Department of Formative Processes, University of Catania, Catania, Italy.
Neurochem Int. 2012 Sep;61(4):559-65. doi: 10.1016/j.neuint.2012.01.017. Epub 2012 Jan 25.
Moving from early studies, we here review the most recent evidence linking metabotropic glutamate (mGlu) receptors to processes of neurodegeneration/neuroprotection. The use of knockout mice and subtype-selective drugs has increased our knowledge of the precise role played by individual mGlu receptor subtypes in these processes. Activation of mGlu1 and mGlu5 receptors may either amplify or reduce neuronal damage depending on the context and the nature of the toxic insults. In contrast, mGlu1 and mGlu5 receptors antagonists are consistently protective in in vitro and in vivo models of neuronal death. A series of studies suggest that mGlu1 receptor antagonists or negative allosteric modulators (NAMs) are promising candidates for the treatment of ischemic brain damage, whereas mGlu5 receptor NAMs, which have been clinically developed for the treatment of Parkinson's disease (PD) and l-DOPA-induced dyskinesias, protect nigro-striatal dopaminergic neurons against 1-methyl-4-phenyl-1,2,3,6-tetrahydropyridine (MPTP) toxicity in mice and monkeys.

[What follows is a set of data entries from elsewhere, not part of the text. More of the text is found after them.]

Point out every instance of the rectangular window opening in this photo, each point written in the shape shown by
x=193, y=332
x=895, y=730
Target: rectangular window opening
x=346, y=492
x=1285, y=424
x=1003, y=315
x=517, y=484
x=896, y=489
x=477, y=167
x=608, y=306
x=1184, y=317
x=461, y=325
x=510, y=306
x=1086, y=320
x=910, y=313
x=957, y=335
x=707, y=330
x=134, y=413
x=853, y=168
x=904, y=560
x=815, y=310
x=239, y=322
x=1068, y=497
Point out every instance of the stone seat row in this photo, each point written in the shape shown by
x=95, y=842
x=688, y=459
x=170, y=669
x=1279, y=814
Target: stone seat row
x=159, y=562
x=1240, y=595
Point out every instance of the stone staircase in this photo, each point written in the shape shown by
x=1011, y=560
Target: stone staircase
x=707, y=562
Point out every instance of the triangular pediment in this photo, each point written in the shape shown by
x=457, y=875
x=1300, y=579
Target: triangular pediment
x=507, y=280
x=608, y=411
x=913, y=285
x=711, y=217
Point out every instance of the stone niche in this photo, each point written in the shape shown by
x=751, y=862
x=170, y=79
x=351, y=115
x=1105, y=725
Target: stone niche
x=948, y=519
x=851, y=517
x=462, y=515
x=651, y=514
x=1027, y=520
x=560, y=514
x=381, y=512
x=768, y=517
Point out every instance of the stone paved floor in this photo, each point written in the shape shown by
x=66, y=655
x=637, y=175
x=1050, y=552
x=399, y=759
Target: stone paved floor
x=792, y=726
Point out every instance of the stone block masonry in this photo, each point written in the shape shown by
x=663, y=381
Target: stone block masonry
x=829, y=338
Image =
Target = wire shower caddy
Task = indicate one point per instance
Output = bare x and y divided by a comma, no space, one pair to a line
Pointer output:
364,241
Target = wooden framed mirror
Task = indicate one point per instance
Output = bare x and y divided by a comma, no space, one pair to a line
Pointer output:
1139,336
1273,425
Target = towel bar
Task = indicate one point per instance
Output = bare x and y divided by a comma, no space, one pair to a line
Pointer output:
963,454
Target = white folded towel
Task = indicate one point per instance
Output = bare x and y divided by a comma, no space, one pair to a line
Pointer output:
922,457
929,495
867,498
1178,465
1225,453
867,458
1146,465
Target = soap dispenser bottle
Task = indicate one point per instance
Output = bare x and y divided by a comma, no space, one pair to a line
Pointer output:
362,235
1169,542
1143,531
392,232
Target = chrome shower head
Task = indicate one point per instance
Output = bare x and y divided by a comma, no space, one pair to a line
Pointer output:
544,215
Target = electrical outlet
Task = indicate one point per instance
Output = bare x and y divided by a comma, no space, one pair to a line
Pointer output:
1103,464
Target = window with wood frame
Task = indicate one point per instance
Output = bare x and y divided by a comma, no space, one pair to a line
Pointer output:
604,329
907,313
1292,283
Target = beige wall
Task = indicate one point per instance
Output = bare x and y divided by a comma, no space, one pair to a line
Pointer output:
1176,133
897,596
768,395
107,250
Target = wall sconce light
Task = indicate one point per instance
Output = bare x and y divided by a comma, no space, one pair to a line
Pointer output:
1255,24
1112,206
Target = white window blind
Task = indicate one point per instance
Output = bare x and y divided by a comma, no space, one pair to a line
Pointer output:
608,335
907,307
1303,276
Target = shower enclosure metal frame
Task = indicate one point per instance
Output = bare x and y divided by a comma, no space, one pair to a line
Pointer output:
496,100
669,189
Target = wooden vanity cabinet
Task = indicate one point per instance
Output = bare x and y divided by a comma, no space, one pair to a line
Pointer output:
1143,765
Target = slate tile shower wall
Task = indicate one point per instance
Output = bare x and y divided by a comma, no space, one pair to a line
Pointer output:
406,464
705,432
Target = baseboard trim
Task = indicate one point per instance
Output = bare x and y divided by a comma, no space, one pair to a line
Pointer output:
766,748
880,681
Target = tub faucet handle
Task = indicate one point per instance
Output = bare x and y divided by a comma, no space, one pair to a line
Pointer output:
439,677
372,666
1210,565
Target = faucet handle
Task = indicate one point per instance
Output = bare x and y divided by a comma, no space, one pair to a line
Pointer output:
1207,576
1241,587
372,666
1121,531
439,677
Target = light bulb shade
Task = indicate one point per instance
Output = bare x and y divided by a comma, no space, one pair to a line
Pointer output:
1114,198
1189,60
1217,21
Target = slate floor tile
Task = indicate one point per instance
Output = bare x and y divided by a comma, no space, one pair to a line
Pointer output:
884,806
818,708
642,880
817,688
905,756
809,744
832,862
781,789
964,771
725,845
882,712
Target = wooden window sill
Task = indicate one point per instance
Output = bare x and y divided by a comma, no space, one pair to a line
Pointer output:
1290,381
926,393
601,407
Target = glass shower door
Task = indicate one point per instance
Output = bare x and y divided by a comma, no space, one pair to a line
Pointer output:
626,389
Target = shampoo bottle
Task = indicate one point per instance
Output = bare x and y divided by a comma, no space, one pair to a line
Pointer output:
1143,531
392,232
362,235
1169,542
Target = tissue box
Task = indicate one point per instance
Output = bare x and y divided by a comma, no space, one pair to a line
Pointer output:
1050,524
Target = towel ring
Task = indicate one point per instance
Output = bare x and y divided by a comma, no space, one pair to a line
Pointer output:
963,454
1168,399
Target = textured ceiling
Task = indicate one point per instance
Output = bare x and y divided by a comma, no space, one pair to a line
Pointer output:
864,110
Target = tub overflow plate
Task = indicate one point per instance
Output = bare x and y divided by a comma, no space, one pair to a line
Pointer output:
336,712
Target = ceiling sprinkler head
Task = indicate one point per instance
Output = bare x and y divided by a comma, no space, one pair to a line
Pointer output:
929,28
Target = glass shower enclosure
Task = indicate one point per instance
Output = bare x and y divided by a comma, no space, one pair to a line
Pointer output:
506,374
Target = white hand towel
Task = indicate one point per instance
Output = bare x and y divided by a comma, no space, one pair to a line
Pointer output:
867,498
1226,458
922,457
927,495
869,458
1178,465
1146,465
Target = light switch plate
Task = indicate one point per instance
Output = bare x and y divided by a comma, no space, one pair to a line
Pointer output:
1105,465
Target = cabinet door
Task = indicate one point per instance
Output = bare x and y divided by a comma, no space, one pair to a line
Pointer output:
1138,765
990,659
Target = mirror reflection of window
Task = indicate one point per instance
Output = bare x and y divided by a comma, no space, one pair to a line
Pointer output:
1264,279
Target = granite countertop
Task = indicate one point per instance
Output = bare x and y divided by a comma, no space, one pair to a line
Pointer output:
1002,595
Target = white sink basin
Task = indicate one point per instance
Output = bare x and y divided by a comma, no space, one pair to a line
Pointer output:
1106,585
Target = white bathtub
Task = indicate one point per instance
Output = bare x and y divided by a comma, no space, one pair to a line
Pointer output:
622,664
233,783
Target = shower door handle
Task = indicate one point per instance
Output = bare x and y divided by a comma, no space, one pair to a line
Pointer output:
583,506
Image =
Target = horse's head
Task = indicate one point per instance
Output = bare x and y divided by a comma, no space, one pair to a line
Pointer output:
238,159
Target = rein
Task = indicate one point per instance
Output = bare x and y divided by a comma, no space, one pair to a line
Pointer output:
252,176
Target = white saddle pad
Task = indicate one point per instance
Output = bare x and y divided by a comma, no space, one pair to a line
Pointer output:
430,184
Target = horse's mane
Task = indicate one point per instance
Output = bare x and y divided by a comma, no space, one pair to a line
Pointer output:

Activation of glial mGlu3 receptors promotes the formation of various neurotrophic factors, such as transforming growth factor-β (TGF-β), glial-derived neurotrophic factor (GDNF), nerve growth factor (NGF), and brain-derived neurotrophic factor (BDNF). Hence, selective mGlu3 receptor agonists or positive allosteric modulators (PAMs) (not yet available) are potentially helpful in the treatment of chronic neurodegenerative disorders such as PD, Alzheimer's disease (AD), and amyotrophic lateral sclerosis. Selective mGlu2 receptor PAMs should be used with caution in AD patients because these drugs are shown to amplify β-amyloid neurotoxicity. Finally, mGlu4 receptor agonists/PAMs share with mGlu5 receptor NAMs the ability to improve motor symptoms associated with PD and attenuate nigro-striatal degeneration at the same time. No data are yet available on the role of mGlu7 and mGlu8 receptors in neurodegeneration/neuroprotection.
从早期研究开始,我们在这里回顾了最近将代谢型谷氨酸(mGlu)受体与神经退行性变/神经保护过程联系起来的证据。使用基因敲除小鼠和亚型选择性药物增加了我们对单个 mGlu 受体亚型在这些过程中所起的确切作用的了解。mGlu1 和 mGlu5 受体的激活可能会根据上下文和毒性刺激的性质放大或减少神经元损伤。相比之下,mGlu1 和 mGlu5 受体拮抗剂在体外和体内神经元死亡模型中始终具有保护作用。一系列研究表明,mGlu1 受体拮抗剂或负变构调节剂(NAMs)是治疗缺血性脑损伤的有前途的候选药物,而已经为治疗帕金森病(PD)和 l-多巴诱导的运动障碍而开发的 mGlu5 受体 NAMs 可保护黑质纹状体多巴胺能神经元免受 1-甲基-4-苯基-1,2,3,6-四氢吡啶(MPTP)在小鼠和猴子中的毒性。胶质细胞 mGlu3 受体的激活促进了各种神经营养因子的形成,如转化生长因子-β(TGF-β)、胶质衍生神经营养因子(GDNF)、神经生长因子(NGF)和脑源性神经营养因子(BDNF)。因此,选择性 mGlu3 受体激动剂或正变构调节剂(PAMs)(尚未上市)可能有助于治疗慢性神经退行性疾病,如 PD、阿尔茨海默病(AD)和肌萎缩侧索硬化症。由于这些药物显示出放大β-淀粉样蛋白神经毒性的作用,因此在 AD 患者中应谨慎使用选择性 mGlu2 受体 PAMs。最后,mGlu4 受体激动剂/PAMs 与 mGlu5 受体 NAMs 具有相同的能力,可改善 PD 相关的运动症状并同时减轻黑质纹状体变性。目前尚无关于 mGlu7 和 mGlu8 受体在神经退行性变/神经保护中的作用的数据。